If you create custom layers in R or import other Python packages which include custom Keras layers, be sure to wrap them using the create_layer() function so that they are composable using the magrittr pipe operator. See the documentation on layer wrapper functions for additional details.

How can I obtain reproducible results using Keras during development?

During development of a model, sometimes it is useful to be able to obtain reproducible results from run to run in order to determine if a change in performance is due to an actual model or data modification, or merely a result of a new random sample.

The use_session_with_seed() function establishes a common random seed for R, Python, NumPy, and TensorFlow. It furthermore disables hash randomization, GPU computations, and CPU parallelization, which can be additional sources of non-reproducibility.

To use the function, call it immediately after you load the keras package:

library(keras)
use_session_with_seed(42)

# ...rest of code follows...

This function takes all measures known to promote reproducible results from Keras sessions, however it’s possible that various individual features or libraries used by the backend escape its effects.

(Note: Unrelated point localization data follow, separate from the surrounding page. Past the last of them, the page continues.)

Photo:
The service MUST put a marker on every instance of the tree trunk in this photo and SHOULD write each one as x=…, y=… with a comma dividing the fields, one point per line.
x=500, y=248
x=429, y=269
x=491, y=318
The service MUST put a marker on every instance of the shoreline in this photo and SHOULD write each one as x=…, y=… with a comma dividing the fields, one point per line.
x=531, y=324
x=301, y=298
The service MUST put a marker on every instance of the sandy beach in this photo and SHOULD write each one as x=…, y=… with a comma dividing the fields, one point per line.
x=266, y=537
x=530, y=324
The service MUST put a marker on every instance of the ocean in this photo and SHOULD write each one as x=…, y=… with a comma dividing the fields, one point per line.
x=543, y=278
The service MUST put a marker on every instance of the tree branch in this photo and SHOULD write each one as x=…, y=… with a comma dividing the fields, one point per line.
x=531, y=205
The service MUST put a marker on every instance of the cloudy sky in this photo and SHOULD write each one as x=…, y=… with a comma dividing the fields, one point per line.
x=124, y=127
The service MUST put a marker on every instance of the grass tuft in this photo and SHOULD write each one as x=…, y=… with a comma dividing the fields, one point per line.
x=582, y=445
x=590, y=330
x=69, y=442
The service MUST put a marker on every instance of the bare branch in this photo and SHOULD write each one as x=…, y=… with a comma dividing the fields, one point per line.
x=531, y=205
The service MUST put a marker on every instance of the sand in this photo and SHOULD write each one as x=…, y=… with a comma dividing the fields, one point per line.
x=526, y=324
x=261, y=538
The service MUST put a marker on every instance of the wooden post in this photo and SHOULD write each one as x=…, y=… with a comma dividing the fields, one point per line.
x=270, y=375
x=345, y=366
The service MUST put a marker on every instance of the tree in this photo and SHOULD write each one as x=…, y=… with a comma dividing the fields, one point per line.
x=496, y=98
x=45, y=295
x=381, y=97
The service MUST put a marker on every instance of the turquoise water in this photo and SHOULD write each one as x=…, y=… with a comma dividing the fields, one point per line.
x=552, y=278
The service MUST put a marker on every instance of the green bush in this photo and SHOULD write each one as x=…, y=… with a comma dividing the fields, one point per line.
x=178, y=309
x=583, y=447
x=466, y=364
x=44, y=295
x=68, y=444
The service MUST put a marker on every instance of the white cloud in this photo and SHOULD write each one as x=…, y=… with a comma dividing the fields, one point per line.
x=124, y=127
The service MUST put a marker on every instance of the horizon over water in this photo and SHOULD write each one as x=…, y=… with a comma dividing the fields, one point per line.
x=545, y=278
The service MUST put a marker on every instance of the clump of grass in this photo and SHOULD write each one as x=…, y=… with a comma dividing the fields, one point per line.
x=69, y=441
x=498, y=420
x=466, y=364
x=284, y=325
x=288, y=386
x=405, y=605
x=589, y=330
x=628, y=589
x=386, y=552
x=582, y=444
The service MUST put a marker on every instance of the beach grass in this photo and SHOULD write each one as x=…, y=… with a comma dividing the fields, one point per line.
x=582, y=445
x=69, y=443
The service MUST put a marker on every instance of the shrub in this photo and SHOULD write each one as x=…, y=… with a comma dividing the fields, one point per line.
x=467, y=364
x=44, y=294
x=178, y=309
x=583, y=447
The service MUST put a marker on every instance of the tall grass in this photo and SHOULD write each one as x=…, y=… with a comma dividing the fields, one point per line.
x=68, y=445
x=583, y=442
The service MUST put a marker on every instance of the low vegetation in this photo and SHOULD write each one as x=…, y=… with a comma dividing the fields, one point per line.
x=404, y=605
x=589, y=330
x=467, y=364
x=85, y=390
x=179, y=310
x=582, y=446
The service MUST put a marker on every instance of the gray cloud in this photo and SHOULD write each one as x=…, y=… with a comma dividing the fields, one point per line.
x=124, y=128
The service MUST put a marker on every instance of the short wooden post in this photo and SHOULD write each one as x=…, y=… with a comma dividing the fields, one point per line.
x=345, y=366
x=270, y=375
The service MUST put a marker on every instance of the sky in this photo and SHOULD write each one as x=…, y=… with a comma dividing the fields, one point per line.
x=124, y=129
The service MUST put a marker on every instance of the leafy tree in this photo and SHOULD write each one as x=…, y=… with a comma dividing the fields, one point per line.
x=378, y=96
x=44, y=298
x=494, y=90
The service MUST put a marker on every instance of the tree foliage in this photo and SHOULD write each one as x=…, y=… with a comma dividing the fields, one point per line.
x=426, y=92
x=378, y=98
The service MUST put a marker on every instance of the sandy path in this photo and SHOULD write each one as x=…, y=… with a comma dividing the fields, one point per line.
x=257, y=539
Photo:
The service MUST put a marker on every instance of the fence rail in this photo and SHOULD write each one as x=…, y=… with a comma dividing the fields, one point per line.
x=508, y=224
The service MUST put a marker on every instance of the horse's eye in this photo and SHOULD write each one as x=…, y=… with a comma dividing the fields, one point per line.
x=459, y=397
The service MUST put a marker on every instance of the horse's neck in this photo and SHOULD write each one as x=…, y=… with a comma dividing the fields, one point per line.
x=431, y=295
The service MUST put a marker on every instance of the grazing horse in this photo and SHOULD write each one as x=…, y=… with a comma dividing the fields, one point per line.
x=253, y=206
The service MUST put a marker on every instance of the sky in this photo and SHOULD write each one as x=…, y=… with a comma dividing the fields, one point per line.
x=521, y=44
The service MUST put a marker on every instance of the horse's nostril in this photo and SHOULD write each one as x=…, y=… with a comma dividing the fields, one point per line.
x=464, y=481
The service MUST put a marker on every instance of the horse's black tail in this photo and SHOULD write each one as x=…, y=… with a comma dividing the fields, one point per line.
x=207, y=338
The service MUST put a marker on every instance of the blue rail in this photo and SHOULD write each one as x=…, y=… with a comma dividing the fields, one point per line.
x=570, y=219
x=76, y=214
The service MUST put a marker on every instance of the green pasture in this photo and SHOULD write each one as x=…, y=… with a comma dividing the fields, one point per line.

If you encounter non-reproducible results please investigate the possible sources of the problem. The source code for use_session_with_seed() is here: https://github.com/rstudio/tensorflow/blob/main/R/seed.R. Contributions via pull request are very welcome!

Please note again that use_session_with_seed() disables GPU computations and CPU parallelization by default (as both can lead to non-deterministic computations) so should generally not be used when model training time is paramount. You can re-enable GPU computations and/or CPU parallelism using the disable_gpu and disable_parallel_cpu arguments. For example:

library(keras)
use_session_with_seed(42, disable_gpu = FALSE, disable_parallel_cpu = FALSE)

Where is the Keras configuration filed stored?

The default directory where all Keras data is stored is:

~/.keras/

In case Keras cannot create the above directory (e.g. due to permission issues), /tmp/.keras/ is used as a backup.

The Keras configuration file is a JSON file stored at $HOME/.keras/keras.json. The default configuration file looks like this:

{
    "image_data_format": "channels_last",
    "epsilon": 1e-07,
    "floatx": "float32",
    "backend": "tensorflow"
}

It contains the following fields:

The image data format to be used as default by image processing layers and utilities (either channels_last or channels_first).
The epsilon numerical fuzz factor to be used to prevent division by zero in some operations.
The default float data type.
The default backend (this will always be “tensorflow” in the R interface to Keras)

Likewise, cached dataset files, such as those downloaded with get_file(), are stored by default in $HOME/.keras/datasets/.